Ontario’s new cabinet was sworn-in today (download our quick reference guide to Ontario’s new Cabinet here).  At 30 members, more than half of elected Liberals now sit in Cabinet.  While headlines continue to focus on the size of cabinet, and that women represent 40% of its members, there’s more at play here than echoing Prime Minister Justin Trudeau and appointing Ministers respected for their communications skills.

Geography has as much to do with the composition of Cabinet announced today as gender.  The twist for Premier Kathleen Wynne is that her Cabinet must also take into account the redistribution of seats coming in the 2018 provincial election.

15 New Ridings in 2018 are Key Targets for Liberals

Six of the seven new Ministers represent areas, particularly the 905, where new seats will be created by redistribution for the next election. (Sudbury may not be seeing an extra seat, but Glenn Thibeault did recently wrestle this seat back from the NDP.)  In the last election, the Liberals made strong gains in Burlington, Halton, Cambridge and Newmarket.  Those new ‘beachheads’ have been strengthened today with an eye, not only to retain those seats, but to improve Liberal chances in many of the 15 new suburban seats that will be up for grabs next election.

Along with strategic geography and demographic signals, the changes to cabinet also reflect individuals’ communications strength. Two former broadcasters, an ex-federal parliamentarian, and a one-time PMO press secretary, are among the seven new Ministers — six of whom are rookie MPPs.

For Kathleen Wynne, re-election demands demonstrating success on priorities and showing the electorate that this government still has energy and new ideas.  Two of the government’s key priorities now have new people at the helm: Infrastructure and the Ontario Retirement Pension Plan (ORPP).

Key Priority Areas Get New Leadership

Infrastructure once again has its own dedicated Minister as Bob Chiarelli returns to his former role.  Delivering on the government’s planned investments, while negotiating with Ottawa on Ontario’s portion of the federal Liberals’ substantial infrastructure budget, requires a solely focused and experienced hand.  With Mitzie Hunter’s promotion to Education, the Ontario Retirement Pension Plan receives a new and equally effective voice in Indira Naidoo-Harris.  A third priority area sees Glen Murray remain in his post at the Ministry of the Environment and Climate Change to implement the government’s new challenging climate change plan. Expect to hear forceful sales pitches on these themes as the election draws nearer.

Premier’s Most Trusted Lieutenant to Tackle Post-Secondary Education and Skills

One policy area may have received a promotion as well.  One needs to look no further than the Premier’s most trusted lieutenant to see where the next top priority of the government may be: Post-Secondary Education (PSE).  Deb Matthews, now taking the helm of an expanded PSE and skills agenda, is arguably the most powerful minister ever in this field.

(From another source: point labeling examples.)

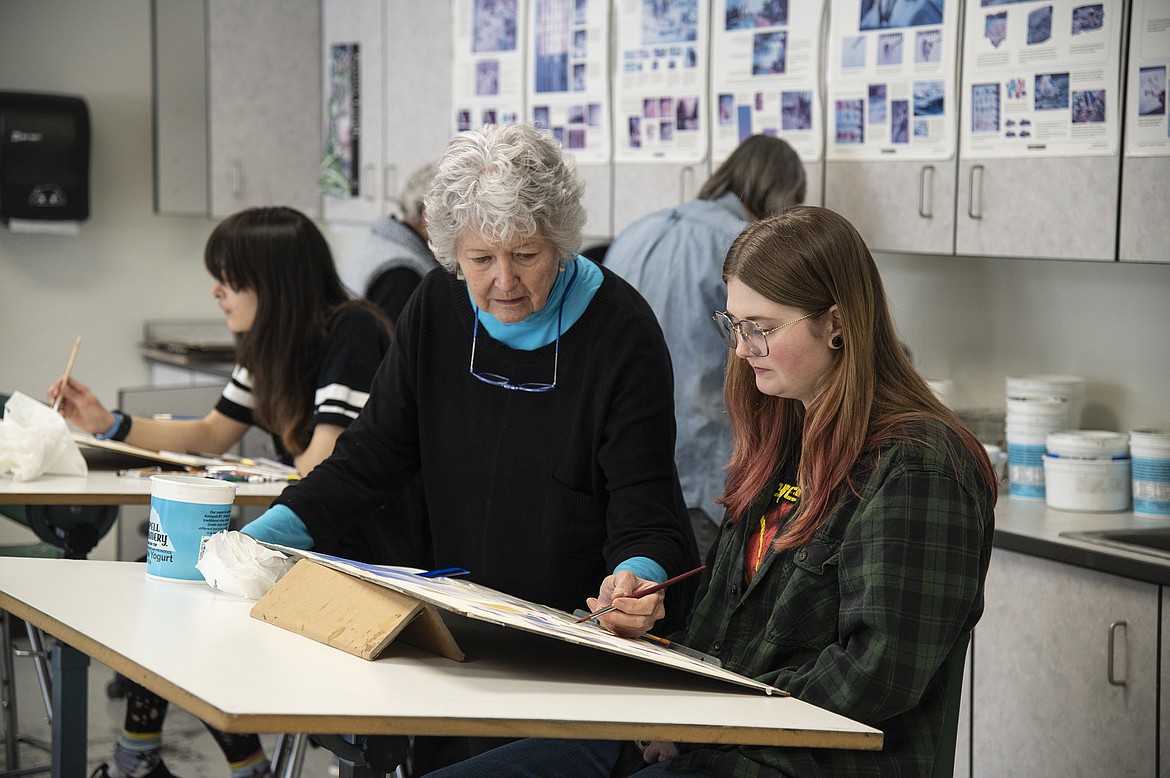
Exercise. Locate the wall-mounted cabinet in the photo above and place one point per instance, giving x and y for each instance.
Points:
(896, 206)
(1039, 152)
(1051, 208)
(399, 90)
(250, 142)
(890, 132)
(646, 187)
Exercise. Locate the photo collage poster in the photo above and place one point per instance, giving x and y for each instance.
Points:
(660, 81)
(341, 162)
(568, 75)
(489, 63)
(892, 77)
(1041, 77)
(765, 57)
(1147, 125)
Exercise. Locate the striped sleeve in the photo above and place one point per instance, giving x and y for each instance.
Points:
(355, 350)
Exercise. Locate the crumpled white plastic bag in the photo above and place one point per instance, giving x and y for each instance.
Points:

It is not clear yet what the government has in mind for this economically-critical, big-spending portfolio. But wherever Matthews is on the ice, the puck tends to be there. Significant change and perhaps pre-election promises may be in the offing here.

No Caution on “Bloat’ Risk

In taking an already-large cabinet up to near-record level, Wynne’s Liberals are exposing a flank to Patrick Brown’s strong-performing PCs.  Limited-government advocates will have few voices in this new cabinet, which represents Wynne’s final goodbye to the occasional nods to austerity that characterised Dalton McGuinty’s final term. Whether the continued remodelling of the Liberals as progressive activists works, or simply leaves the door open for Brown’s PCs or an NDP “real thing” argument, will have to await election day in two years’ time.